The goal for this group was to create or adopt a flexible and comprehensive model that could be adapted for all grade levels, for any project, and for any subject while providing a common vocabulary that will become embedded in students’ frame of reference. The intent was to create a model which would serve as a guide for teachers as they design research projects and as a road map for students to ensure their research success. We also wanted to present clear expectations for responsible research practice, including critical evaluation of information sources and proper citation.
The group also discussed that it would be beneficial to create visuals to help students better understand key research vocabulary. Quality nonfiction texts employ this strategy with success. This method may improve comprehension for some technical research terms at a variety of grade levels and abilities.

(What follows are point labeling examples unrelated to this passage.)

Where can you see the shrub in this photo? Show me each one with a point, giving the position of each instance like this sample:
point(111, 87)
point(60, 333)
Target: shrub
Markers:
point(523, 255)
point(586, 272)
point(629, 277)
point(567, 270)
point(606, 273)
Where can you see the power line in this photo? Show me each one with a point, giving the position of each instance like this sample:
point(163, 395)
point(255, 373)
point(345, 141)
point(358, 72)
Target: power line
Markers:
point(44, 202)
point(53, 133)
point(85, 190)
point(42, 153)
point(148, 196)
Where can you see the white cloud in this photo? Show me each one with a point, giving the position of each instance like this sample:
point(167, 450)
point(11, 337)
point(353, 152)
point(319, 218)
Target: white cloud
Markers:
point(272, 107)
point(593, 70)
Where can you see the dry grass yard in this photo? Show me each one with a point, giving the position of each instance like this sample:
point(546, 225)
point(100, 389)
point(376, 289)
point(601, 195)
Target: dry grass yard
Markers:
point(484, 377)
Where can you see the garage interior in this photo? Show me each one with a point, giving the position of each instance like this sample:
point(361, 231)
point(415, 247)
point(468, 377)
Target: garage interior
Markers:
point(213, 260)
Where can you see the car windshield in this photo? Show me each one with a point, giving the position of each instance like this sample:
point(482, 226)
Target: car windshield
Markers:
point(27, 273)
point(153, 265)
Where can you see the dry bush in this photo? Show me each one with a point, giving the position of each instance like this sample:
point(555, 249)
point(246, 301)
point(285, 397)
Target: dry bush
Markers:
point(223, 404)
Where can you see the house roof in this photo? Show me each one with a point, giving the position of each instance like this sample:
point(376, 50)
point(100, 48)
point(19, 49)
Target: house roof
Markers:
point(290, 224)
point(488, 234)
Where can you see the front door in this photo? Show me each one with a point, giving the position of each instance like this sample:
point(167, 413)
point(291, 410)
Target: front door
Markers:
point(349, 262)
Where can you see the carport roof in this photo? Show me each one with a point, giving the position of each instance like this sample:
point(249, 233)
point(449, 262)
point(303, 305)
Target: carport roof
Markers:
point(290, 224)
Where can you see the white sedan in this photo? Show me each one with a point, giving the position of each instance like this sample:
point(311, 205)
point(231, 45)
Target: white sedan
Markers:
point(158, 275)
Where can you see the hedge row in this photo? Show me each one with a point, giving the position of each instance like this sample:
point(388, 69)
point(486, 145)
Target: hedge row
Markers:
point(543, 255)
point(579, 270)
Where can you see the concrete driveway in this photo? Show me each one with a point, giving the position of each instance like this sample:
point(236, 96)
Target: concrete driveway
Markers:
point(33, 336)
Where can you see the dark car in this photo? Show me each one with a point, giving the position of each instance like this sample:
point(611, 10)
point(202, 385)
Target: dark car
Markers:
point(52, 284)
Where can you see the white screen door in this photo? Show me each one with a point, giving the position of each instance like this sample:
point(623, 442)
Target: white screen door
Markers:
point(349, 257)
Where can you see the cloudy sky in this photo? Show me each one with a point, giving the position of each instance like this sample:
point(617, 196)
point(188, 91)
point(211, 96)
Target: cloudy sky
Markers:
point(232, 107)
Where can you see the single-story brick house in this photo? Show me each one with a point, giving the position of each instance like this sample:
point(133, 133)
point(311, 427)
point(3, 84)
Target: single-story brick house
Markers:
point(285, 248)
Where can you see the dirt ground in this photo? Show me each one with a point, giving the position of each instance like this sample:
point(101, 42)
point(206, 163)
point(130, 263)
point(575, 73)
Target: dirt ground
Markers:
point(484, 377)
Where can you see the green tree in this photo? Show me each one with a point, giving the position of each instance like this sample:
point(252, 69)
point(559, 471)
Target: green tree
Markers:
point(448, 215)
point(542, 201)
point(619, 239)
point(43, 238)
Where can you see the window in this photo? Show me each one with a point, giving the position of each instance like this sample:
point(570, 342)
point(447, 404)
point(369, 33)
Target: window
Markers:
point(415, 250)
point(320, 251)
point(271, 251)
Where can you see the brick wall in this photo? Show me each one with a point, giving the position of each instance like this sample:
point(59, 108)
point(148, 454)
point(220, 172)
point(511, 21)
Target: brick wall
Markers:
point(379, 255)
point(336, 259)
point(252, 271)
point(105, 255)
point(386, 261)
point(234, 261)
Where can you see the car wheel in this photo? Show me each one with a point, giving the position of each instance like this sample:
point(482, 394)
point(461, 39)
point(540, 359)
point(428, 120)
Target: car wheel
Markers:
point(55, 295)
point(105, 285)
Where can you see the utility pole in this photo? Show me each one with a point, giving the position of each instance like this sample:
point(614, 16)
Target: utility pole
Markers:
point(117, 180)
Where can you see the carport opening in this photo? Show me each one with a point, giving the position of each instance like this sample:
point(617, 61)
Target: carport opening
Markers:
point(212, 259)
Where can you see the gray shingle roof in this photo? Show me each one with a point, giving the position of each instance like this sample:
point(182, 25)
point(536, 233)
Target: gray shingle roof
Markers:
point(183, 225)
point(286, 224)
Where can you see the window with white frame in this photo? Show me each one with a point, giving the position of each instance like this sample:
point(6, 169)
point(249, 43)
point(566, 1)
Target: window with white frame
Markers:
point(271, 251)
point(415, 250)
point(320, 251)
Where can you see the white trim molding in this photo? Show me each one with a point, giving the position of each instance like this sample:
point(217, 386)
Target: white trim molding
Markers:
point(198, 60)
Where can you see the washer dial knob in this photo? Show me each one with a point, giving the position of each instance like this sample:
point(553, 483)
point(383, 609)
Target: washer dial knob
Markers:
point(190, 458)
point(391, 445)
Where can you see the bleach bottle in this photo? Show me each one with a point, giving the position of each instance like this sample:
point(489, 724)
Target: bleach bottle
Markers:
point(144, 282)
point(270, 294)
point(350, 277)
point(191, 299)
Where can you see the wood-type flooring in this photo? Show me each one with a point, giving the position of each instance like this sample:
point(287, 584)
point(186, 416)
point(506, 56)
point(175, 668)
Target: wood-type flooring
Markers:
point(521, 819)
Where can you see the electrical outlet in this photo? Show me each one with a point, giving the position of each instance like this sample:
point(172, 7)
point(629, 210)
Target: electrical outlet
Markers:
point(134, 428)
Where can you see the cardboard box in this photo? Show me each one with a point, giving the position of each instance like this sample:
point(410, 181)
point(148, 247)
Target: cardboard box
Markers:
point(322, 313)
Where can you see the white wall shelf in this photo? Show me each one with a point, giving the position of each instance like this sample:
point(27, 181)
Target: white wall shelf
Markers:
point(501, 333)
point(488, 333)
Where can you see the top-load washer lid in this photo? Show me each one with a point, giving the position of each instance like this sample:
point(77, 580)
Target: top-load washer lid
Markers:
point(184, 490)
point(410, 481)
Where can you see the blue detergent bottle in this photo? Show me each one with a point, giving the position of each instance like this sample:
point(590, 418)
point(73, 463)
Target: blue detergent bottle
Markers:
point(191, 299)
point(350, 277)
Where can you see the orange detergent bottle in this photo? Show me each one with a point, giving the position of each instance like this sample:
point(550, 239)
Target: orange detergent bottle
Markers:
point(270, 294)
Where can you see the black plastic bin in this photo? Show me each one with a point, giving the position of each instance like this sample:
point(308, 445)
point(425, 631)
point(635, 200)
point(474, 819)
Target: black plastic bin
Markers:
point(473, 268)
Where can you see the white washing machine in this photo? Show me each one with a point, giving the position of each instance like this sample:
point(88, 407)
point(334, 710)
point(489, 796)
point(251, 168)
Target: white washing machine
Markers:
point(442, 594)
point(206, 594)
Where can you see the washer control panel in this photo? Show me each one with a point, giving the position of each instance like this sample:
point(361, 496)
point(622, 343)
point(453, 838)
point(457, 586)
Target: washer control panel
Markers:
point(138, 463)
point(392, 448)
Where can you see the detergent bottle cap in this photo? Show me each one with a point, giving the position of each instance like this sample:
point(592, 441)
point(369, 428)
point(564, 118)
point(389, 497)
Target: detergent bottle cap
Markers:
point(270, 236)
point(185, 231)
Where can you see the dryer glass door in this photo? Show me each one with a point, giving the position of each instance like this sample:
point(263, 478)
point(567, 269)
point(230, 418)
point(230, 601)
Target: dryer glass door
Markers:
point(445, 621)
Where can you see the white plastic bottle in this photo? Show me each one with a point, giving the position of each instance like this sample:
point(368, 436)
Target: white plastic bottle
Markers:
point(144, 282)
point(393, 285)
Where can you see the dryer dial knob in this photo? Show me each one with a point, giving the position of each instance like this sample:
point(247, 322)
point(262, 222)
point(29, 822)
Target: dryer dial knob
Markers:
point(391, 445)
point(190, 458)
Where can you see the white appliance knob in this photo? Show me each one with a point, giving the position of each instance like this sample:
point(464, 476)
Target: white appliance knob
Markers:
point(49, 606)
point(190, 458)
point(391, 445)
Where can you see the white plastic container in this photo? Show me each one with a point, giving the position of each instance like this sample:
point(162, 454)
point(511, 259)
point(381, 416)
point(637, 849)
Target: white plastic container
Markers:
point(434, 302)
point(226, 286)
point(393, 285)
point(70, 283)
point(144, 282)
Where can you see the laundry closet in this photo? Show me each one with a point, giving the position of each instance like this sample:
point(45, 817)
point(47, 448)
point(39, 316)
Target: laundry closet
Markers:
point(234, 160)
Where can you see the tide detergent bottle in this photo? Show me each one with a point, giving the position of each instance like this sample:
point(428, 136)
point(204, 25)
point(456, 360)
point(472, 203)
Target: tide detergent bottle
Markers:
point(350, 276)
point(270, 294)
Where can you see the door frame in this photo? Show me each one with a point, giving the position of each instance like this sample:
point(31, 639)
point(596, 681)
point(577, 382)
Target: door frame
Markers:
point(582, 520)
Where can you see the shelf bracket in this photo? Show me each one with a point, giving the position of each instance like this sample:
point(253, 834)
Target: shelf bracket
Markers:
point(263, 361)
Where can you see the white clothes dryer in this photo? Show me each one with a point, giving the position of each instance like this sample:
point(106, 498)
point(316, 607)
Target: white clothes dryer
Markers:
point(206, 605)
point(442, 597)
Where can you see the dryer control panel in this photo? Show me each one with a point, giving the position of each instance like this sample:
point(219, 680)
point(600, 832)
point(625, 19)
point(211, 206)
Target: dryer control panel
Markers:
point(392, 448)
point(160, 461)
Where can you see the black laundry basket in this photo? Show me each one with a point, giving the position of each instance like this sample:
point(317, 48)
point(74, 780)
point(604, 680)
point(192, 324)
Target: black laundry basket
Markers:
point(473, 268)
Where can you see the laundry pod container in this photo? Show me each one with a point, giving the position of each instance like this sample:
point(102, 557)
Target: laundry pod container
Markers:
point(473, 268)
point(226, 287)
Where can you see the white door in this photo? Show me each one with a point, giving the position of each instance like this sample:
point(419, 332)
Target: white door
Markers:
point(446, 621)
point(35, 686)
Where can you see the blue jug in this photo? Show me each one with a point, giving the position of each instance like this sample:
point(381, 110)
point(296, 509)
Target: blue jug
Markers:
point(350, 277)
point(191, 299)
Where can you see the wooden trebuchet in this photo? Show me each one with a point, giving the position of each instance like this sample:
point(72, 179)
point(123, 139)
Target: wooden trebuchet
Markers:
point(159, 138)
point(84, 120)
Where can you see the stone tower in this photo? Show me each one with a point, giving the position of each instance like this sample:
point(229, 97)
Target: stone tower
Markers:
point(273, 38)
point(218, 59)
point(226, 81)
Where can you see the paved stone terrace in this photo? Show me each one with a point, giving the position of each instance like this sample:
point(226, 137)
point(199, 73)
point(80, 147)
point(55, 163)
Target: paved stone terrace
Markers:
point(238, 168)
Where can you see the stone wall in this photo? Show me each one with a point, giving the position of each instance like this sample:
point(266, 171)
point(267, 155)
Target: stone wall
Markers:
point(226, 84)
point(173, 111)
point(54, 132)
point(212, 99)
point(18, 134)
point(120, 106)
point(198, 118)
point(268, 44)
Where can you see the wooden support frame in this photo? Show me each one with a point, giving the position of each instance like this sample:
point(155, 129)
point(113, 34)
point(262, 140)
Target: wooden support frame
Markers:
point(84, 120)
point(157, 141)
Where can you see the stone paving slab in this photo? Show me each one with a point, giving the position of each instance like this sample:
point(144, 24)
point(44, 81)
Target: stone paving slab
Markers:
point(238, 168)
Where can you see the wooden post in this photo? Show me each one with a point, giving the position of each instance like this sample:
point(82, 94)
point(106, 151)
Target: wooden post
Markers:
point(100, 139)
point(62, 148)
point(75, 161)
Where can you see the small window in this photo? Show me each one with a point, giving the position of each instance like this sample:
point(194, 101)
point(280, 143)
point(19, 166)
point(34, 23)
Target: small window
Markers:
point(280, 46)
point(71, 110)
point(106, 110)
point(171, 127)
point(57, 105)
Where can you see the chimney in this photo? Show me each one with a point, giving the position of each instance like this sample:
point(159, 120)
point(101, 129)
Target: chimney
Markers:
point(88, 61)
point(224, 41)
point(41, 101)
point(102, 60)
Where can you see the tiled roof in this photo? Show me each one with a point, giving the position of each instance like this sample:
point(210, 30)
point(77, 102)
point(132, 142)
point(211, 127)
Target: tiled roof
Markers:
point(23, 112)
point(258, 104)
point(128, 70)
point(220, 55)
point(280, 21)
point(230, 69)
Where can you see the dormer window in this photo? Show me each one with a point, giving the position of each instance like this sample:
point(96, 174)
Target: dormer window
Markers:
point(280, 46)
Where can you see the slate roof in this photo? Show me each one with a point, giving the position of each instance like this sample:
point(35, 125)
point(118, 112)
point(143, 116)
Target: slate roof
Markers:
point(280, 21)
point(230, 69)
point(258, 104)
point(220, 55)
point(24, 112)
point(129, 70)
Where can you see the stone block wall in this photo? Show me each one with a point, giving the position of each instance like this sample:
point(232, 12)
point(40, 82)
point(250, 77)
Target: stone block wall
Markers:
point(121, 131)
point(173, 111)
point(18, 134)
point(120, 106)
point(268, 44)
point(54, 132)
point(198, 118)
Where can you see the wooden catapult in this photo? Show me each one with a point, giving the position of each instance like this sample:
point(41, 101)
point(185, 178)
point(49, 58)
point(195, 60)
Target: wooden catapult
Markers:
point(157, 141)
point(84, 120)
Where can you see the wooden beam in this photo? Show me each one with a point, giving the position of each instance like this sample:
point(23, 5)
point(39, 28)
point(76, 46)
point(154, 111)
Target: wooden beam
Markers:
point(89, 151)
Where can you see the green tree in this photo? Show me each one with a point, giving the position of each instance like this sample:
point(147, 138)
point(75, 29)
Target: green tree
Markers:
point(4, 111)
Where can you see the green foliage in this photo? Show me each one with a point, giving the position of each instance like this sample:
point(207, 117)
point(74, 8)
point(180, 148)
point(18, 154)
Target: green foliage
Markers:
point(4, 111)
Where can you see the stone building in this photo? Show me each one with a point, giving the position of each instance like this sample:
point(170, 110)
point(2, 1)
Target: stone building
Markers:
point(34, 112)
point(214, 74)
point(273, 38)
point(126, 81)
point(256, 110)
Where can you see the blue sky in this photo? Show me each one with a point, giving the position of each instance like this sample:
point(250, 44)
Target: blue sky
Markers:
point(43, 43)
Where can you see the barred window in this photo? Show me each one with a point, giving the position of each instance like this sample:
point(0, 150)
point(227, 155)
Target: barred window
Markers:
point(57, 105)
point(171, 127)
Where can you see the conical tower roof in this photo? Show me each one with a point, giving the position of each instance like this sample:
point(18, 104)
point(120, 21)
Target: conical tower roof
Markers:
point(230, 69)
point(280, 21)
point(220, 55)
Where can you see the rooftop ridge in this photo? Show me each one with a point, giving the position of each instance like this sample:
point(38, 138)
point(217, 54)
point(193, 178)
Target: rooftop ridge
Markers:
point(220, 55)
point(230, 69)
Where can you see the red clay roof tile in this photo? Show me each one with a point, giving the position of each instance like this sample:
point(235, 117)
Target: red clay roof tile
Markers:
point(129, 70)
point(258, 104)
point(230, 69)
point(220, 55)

As the district increases 1:1 with Chromebooks or tablets, students have access to more information than ever before. Intertwine the abundance of information with the high volume of misinformation on the Internet, and it is clear: navigating the Internet and digital information has become a very difficult process for students. (Stanford Study: EVALUATING INFORMATION: THE CORNERSTONE OF CIVIC ONLINE REASONING) Deciphering the validity and reliability of information are concepts that are further developed in subsequent grade levels, but we can begin to educate students to question the source of the information they read to be mindful users of information. This process makes up a large portion of our research model.
As librarians, we are eager to collaborate with classroom teachers on research projects. This is often difficult when we are not familiar with the teacher’s expectations for the process. A universal approach will facilitate collaboration between the library media specialist and all classroom teachers, regardless of the subject or project.